Das Wunderzeichenbuch

Bislang dachte ich, der allge­gen­wär­tige Katastrophen-Journalismus wäre eine Erfin­dung der modernen Medi­en­welt. Unlängst wurde ich eines besseren belehrt: Till-Holger Borchert, Kurator im Groenin­ge­mu­seum in Brügge, und der US-Amerikaner Joshua P. Waterman, Mitar­beiter am Germa­ni­schen Natio­nal­mu­seum in Nürn­berg, gaben Ende 2013 im Taschen-Verlag „Das Wunder­zei­chen­buch“ heraus. Das Buch entstand um 1550 in Augs­burg und enthält 167 farbige Gouachen und Aqua­relle, jeweils mit kurzem erläu­ternden Text des Gesche­hens versehen. Die Wunder­zei­chen beginnen mit der Sint­flut und enden mit dem Engel aus der Offen­ba­rung des Johannes. Dazwi­schen finden sich in chro­no­lo­gi­scher Reihung Kometen, Miss­ge­burten, Erdbeben, Sonnen­fins­ter­nisse, Über­schwem­mungen und gele­gent­lich auch Drachen.

 

Woran erkennt man den Welt­un­ter­gang? In der Renais­sance glaubte man die Apoka­lyple durch himm­li­sche Zeichen zu erkennen. Das Wunder­zei­chen­buch aus Augs­burg zeigt die Vorstel­lungs­welt des 16. Jahr­hun­derts in magi­schen Bildtafeln.

So die recht reis­se­ri­sche Ankün­di­gung des »Wunder­zei­chen­bu­ches« im Baye­ri­schen TV. Die erläu­ternden Texte bestehen aller­dings in selt­samen Kontrast zu den Bildern aus nüch­ternen und einfa­chen Proto­koll­sätzen, ohne nach einem „Warum?“ zu fragen und ohne Hinweis auf eine Gottes­strafe oder dergleichen.

Seite aus dem Wunderzeichenbu

Seite aus dem Wunderzeichenbuch

Die Blätter könnten also – abge­sehen von der tech­ni­schen Darstel­lung – genauso gut aus einer belie­bigen zeit­ge­nös­si­schen Tages­zei­tung sein. Hierzu attes­tiert Hans Durrer, Autor der „Ways of Percep­tion“, unseren Massen­me­dien eine „atem­be­rau­bende“ Unifor­mität, „die welt­weit, so scheint es, exakt dieselben Nach­richten– und Bilder-Präferenzen“ haben. „und das womög­lich schon seit geraumer Zeit“, könnte man hinzu­fügen, denn das „Wunder­zei­chen­buch“ handelt, wie es scheint, nicht wirk­lich von Wunder­zei­chen. Viel­mehr hat damals jemand Natur­phä­no­mene ohne jegli­ches Inter­esse an der damals übli­chen theologisch-moralischen Deutung gesammelt.
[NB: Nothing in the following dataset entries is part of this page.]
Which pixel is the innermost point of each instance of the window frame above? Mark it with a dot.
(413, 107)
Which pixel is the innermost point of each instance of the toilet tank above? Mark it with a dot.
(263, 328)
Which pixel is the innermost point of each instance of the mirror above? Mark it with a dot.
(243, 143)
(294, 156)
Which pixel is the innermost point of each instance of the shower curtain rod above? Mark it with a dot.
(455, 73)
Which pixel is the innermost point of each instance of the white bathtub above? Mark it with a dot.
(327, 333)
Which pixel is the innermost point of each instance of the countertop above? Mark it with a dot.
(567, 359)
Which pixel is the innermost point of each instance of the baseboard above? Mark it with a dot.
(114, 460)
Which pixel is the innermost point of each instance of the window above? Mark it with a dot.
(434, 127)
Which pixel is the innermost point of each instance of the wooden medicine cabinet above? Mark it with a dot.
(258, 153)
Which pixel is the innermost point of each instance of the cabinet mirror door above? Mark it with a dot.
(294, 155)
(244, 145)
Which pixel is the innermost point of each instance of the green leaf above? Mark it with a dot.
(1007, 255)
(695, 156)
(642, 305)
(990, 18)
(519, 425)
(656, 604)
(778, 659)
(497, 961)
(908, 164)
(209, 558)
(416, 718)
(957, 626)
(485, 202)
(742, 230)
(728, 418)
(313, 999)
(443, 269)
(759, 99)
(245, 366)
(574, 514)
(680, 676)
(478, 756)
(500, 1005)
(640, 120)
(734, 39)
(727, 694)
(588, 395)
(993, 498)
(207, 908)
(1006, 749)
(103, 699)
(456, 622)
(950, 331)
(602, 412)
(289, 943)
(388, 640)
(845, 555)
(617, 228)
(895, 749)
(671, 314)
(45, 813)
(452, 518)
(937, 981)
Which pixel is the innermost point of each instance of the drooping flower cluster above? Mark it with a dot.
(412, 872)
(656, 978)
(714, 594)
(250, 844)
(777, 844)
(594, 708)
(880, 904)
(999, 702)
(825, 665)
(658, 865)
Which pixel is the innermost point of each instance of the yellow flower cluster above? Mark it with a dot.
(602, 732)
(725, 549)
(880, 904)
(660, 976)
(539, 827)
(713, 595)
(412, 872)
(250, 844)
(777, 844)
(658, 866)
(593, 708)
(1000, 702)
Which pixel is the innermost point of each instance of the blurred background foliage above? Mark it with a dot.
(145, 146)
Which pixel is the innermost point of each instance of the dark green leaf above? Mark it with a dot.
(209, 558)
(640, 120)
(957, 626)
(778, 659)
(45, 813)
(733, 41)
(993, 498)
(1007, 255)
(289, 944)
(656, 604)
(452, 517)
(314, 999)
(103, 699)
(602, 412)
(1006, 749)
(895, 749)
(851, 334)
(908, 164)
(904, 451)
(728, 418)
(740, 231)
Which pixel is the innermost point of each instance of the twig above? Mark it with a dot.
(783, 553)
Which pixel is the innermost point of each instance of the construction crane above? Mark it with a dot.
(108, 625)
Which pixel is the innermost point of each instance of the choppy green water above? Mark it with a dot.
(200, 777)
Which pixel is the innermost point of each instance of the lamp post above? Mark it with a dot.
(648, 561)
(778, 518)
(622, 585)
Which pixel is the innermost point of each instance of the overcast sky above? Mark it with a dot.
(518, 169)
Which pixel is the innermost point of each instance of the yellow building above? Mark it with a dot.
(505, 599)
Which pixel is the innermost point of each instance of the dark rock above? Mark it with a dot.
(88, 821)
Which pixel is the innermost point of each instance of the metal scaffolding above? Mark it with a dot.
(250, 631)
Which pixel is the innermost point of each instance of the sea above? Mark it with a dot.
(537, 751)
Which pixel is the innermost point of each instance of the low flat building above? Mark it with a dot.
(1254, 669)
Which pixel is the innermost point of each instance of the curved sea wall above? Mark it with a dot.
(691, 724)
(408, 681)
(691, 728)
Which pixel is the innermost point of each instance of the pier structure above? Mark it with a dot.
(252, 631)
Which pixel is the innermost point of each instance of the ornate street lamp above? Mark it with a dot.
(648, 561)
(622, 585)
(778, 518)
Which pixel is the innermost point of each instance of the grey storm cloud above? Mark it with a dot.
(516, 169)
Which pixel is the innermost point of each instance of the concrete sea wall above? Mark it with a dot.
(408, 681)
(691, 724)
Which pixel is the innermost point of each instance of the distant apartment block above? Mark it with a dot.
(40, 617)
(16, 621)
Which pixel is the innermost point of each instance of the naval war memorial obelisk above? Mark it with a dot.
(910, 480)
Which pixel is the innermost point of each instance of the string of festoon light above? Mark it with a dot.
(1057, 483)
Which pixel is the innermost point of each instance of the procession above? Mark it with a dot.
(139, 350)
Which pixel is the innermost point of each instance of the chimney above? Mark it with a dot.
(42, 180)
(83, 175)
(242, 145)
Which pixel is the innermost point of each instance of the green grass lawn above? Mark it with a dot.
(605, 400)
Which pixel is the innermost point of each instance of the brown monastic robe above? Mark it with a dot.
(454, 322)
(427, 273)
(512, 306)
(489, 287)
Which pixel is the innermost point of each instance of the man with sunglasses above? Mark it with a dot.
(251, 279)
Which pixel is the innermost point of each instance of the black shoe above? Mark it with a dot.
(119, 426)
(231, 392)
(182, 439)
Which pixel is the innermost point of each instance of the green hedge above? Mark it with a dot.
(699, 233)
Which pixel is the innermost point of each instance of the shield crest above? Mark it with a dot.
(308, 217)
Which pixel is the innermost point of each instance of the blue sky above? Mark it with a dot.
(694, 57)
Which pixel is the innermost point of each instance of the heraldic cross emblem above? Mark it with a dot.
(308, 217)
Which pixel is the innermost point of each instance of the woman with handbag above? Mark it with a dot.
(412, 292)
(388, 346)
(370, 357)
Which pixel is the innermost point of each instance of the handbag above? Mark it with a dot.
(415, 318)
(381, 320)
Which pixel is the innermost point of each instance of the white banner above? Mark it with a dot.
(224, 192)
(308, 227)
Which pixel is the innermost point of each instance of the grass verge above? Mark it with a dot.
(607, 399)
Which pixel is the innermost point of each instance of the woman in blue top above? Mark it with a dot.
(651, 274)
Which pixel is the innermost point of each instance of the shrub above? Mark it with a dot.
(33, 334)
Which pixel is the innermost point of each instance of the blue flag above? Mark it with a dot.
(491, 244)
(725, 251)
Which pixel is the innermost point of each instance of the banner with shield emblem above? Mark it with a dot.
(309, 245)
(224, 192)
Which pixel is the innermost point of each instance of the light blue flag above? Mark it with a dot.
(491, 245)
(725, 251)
Beispiels­weise steht unter einem Drachen­bild: „Im 1533. Jahr, im Oktober, hat man in Böhmen und dem Vogt­land, auch im Ascher Länd­chen flie­gende Drachen gesehen, auf dem Kopf eine Krone, ein Rüssel wie ein Schwein, und auch zwei Flügel. Es dauerte dann etliche Tage an, dass jeden Tag von ihnen mehr als vier­hun­dert mitein­ander geflogen sind, sowohl große als auch kleine, wie hier gemalt ist.“

Kein Wahr und Falsch, kein Gut und Böse, nur räum­lich und zeit­lich über­prüf­bare Beob­ach­tungen. Man konnte anhand des Bildes Zeit­ge­nossen vor Ort fragen, ob sie die Drachen gesehen hatten. Die Bilder veran­schau­li­chen also etwas, das man dem Maler erzählt hat – ähnlich wie heute ein Poli­zei­zei­chner ein Phan­tom­bild nach einer Beob­ach­tung eines Anderen erstellt.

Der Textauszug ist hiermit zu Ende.